Pretrained network for multi-class classification

Hi,

I am very new to MXNet and Gluon. I took the “Transfering knowledge through finetuning” example from http://gluon.mxnet.io/chapter08_computer-vision/fine-tuning.html and I am trying to do use it on my own data for multi-class classification. My labels are n-hot. I just substituted loss = gluon.loss.SoftmaxCrossEntropyLoss() with loss = gluon.loss.SigmoidBinaryCrossEntropyLoss() However the error loss doesn’t go down. Is this the way to go for multi-class classification? Here is my code: https://gist.github.com/mongoose54/8d47be1359691bae3b2470dfab60fc00

Anyone who has some idea? I would love to switch to MxNet. So much faster.

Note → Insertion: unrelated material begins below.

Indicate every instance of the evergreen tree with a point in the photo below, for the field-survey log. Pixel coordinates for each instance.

Hi @mongoose54, it is my understanding that if you are training a multiclass problem you cannot use SigmoidBinaryCrossEntropyLoss since it expects - for a single datum - a single probability value, not a vector (in 1-hot representation) of probabilities for various classes. You need to use SoftmaxCrossEntropyLoss and specify manually the axis of dimension in which 1hot probabilities live.

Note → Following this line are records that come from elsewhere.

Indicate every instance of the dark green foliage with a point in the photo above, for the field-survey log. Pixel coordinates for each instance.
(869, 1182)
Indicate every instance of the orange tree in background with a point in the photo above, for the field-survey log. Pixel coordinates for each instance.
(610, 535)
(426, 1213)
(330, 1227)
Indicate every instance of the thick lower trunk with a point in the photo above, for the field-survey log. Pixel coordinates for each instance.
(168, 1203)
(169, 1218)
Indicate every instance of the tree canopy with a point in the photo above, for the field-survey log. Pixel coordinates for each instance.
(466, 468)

@feevos Thanks for the input. I have to use SigmoidBinaryCrossEntropyLoss because of I am doing an N-hot classification. I agree with you if it was a 1-Hot I would have to use SoftmaxCrossEntropyLoss .

Hi @mongoose54, thanks, this is something I don’t know. Can I please ask what is the difference between one-hot and n-hot representation? I’ve never seen n-hot anywhere, any links?

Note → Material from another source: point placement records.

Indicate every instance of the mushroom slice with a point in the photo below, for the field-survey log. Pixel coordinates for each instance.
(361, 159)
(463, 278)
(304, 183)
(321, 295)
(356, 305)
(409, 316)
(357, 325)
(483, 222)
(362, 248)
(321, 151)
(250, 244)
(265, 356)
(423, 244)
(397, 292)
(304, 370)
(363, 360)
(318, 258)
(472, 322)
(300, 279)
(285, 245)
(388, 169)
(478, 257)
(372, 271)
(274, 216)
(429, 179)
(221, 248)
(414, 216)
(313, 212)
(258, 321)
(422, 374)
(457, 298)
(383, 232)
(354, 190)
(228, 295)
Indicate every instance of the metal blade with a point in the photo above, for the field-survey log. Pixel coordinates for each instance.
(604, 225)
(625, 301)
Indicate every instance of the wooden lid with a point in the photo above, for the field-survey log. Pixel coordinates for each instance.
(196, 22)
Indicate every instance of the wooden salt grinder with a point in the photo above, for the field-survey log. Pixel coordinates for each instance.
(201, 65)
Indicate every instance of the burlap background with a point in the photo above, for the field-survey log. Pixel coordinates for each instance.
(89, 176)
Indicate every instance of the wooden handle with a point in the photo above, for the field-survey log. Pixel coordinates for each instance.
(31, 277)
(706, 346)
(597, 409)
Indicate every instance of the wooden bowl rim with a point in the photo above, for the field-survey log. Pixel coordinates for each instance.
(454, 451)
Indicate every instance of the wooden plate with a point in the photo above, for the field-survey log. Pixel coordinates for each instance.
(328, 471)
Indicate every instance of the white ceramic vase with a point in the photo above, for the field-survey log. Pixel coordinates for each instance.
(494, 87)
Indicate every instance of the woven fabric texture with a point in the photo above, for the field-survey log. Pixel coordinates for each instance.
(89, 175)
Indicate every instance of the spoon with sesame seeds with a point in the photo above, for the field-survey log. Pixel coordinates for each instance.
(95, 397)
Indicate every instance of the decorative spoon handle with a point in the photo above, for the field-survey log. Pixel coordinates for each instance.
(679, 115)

@feevos You are right. The term N-hot is not popular but it is used to describe Multi-label classification (https://en.wikipedia.org/wiki/Multi-label_classification) in which you have more than one class assigned per sample e.g.[ 0 0 1 0 1] , hence the term N-hot instead of one-hot I should have used the Multi-label classification term instead. My bad.

1 Like